Когда я вошёл в кабинет английского, то обнаружил там во всю кипящую работу. Англичанка стояла в стороне в ожидании настройки света и штатива камеры. На ней было черно-белое платье, обтягивающее её сильнее, чем нужно, и имеющее сзади слишком высокий разрез. А сама при этом такая гордая и неприступная, ну-ну. Меня стриптизерша проигнорировала, так что я поздоровался с оператором и маркетологом и прошёл вглубь кабинета, чтобы не мешать. Там я сел за последнюю парту и приготовился ждать, но моё внимание привлёк небольшой рисунок. В углу парты чёрной ручкой был нарисован первобытный рисунок секса. Ничего необычного, палка-палка-огуречик, как в песенке, вот и трахнут человечек. Правда, у человечка, стоящего раком, были дорисованы волосы на голове. Чёрные вверху, синие внизу.

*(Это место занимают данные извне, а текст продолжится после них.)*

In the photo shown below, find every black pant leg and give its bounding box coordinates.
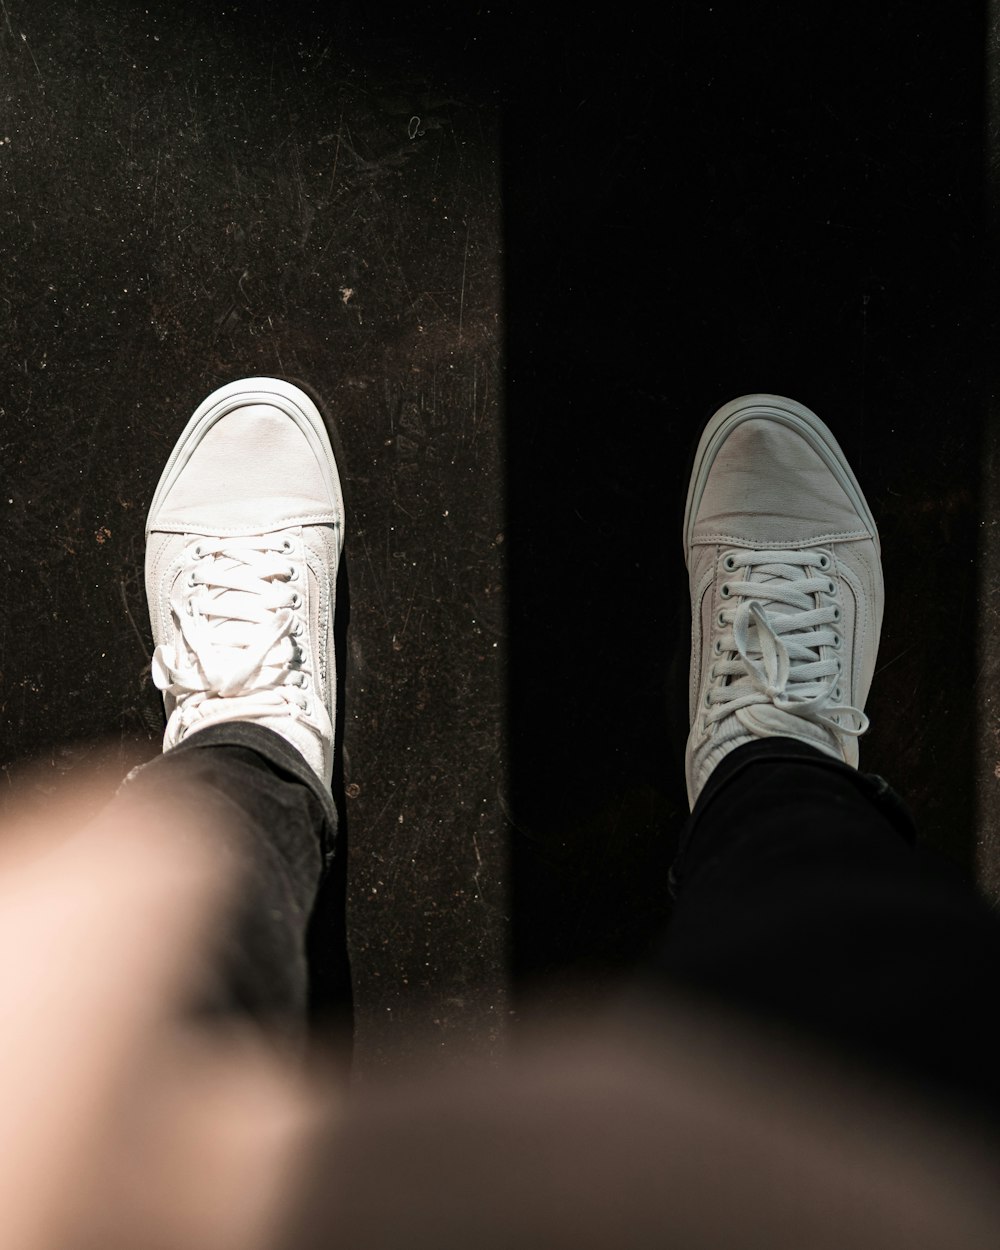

Я даже не сразу понял, что так сильно сжал этот край парты, что мог бы и отломать его напрочь. Как же меня бесила эта вызывающая сексуальность стриптизерши! Которая приводила к разным проблемам — вот этим рисункам, старшеклассникам, которые, я уверен, ещё натворят дел с англичанкой, родителям, которые будут не рады такому учителю, комиссии в понедельник, которая вообще наверное всем скопом в обмороке будет лежать… и своему стояку, да. Не важно, что я хорошенько трахнул стриптизершу этой ночью, — мой член готов был к новым подвигам, потому что англичанка говорила тихим соблазнительным голоском в камеру:

— Он сильный… надежный… многофункциональный, — да, куколка, да! — С ним хочется гораздо глубже… изучить предмет, — блять, да! Займёмся этим прямо сейчас! — Он открывает новые горизонты и позволяет мне дать своим ученикам максимум знаний, — рука англичанки скользнула вверх и вниз по стоящему рядом микрофону, включая в моей голове картинки совсем другого рода. — Мне нравится мой кабинет, оснащённый лингафонной аппаратурой фирмы «Глубокое познание», — она улыбнулась в кадр и добавила. — В нем всё идеально.

Стриптизерша замолчала, глядя вперёд. В кабинете повисла тишина, и черт меня побери, если здесь все сейчас не улетели в свои эротические фантазии!

Ну, кроме англичанки. Она вопросительно посмотрела на человека с камерой, и он, придя в себя, тут же скороговоркой сказал:

— Супер! Снято с первого раза, дубли не нужны.

Он быстро сел за стоящую рядом парту и принялся остервенело раскручивать штатив. Я хмыкнул. Точно, не я один попал под чары стриптизерши. В них была её сила и проклятье для её окружения.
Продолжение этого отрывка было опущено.